Agar adil, bagaimana jika kita letakan sorotan
tersebut untuk orang tua kandung juga, bahwa derajat orang tua kita dalam hal
mendidik sama dengan derajat guru-guru kita.
Jika masing-masing sudah meletakan tugas pada
konteks hadist nabi tersebut maka kita dapat simpulkan bahwa tanggungan guru
untuk memberikan ridha kepada anak didik sama derajatnya dengan derajat orang
tua kandungnya, dan tanggungan orang tua kandung dalam memberikan pendidikan
kepada anak kandungnya sama derajatnya dengan derajat guru-guru di
sekolah.
Orang tua memiliki peran pernting dalam hal
mendidik, tidak hanya memenuhi kebutuhan materi tetapi kebutuhan akan
pendidikan bagi sang anak sama perlunya. Bukan dengan konteks bahwa dengan
menyekolahkan anak lantas gugur kewajiban mendidikanya, tetapi lebih dari itu
peran orang tua dalam tanggung jawab mendidik sama porsinya dengan para guru-guru
di sekolah sang anak.
Konsep diatas setidaknya dapat menjadi salah
satu solusi dari bagaimana cara kita memahami kondisi anak-anak untuk dapat
menididiknya sesuai dengan kebutuhan porsi seharusnya, baik porsi mereka dalam
menerima pengetahuan dan porsi kita dalam menjadi penunjang agar pengetahuan
tersebut tersampaikan.
Maka menjadi orang tua bisa dikategorikan
sebagai amanat yang berat ditambah jika sudah dikaruniai seorang anak kelak.
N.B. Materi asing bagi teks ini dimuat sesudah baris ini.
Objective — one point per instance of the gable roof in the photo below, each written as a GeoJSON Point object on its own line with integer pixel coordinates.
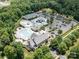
{"type": "Point", "coordinates": [38, 39]}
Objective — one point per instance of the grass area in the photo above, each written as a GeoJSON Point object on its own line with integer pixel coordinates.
{"type": "Point", "coordinates": [71, 30]}
{"type": "Point", "coordinates": [28, 55]}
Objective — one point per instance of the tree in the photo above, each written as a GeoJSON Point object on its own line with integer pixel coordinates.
{"type": "Point", "coordinates": [19, 48]}
{"type": "Point", "coordinates": [42, 53]}
{"type": "Point", "coordinates": [68, 42]}
{"type": "Point", "coordinates": [59, 31]}
{"type": "Point", "coordinates": [74, 52]}
{"type": "Point", "coordinates": [55, 42]}
{"type": "Point", "coordinates": [62, 48]}
{"type": "Point", "coordinates": [10, 52]}
{"type": "Point", "coordinates": [72, 37]}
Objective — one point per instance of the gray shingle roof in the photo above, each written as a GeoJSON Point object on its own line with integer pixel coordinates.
{"type": "Point", "coordinates": [30, 16]}
{"type": "Point", "coordinates": [36, 40]}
Amanat tersebut menjadi bertambah ketika kita memikul amanat pendidikan dari
gelar akademik kita.
Bagi sebagian orang mungkin ada yang menikmati
proses tersebut secara bersamaan atau mungkin ada yang masih setia menunggu
prosesnya kemudian berpindah ke fase selanjutnya. Maka posisikan diri kita
sesuai kemampuan kita masing-masing dan jangan coba-coba membandingkan dengan
memaksa kemampuan kita kepada seseorang yang ternyata belum mampu untuk dapat
bisa seperti kita.
Nikmatilah proses dari diri kita masing-masing
hingga sampai kepada tujuan yang sama, yaitu bermanfaat bagi sesama.